Karen Prestgard who lived here and was with and ran a school for weaving, said simply that Kruke means; where it grows nice grains and corn in this sense is barley.

Ivar Kleiven, village historian from Vågå, says that it is because the river in the old days made a hook when it changed direction.

Kleiven has another explanation; Kruk is the lower sheaf on kornstauren, when drying grain by attaching one by one sheaf superimposed on a pole.

Oluf Rygh, name specialist believes that Kruk is room to store inside your fist when you put your fingers over the cavity.

Ivar Teigum, book author, looks at Kruk placement in the farm row right in the middle of Heidal on a bounded terrace on the gentle terrain. Forms of the noun "hook" found in several Germanic languages. English has the word "to crouch" a form of the verb in Saxon and Swiss means something for low crops. So it is possible to perceive the name "Kruke" as a dative form, "a Kruke" of a common Germanic basic word. Kruke could also be the terrace where gard core lies or word could point to low-growing plants that were common in the area in the early stages of overgrazing. In the central rural area in Heidal is Kruke the only farm with unstitched nature name. When placing Ivar Teigum Kruke to be from the early Iron Age. The area is called Kvebakken may indicate that animals were trapped in the "corral" nighttime to protect against predators.

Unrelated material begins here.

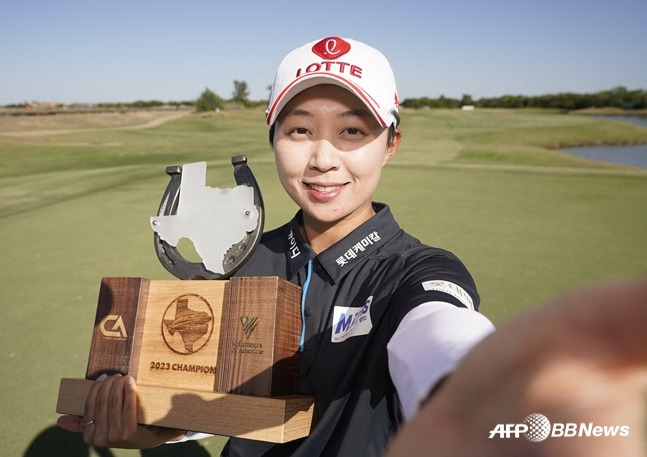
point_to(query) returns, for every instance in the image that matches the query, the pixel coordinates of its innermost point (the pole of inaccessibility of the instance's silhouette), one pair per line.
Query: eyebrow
(359, 112)
(297, 113)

There are still unsolved mysteries of some of the names of places on the farm. Why the name "Husdalen", which is used in the area at the top of the field?         Could it be that someone has found the remains of older settlements? It was also odd placed rocks below what is called "Storåkeren", or the Great Field, of which one is not found explanation.         That's how you still can wonder how it was before.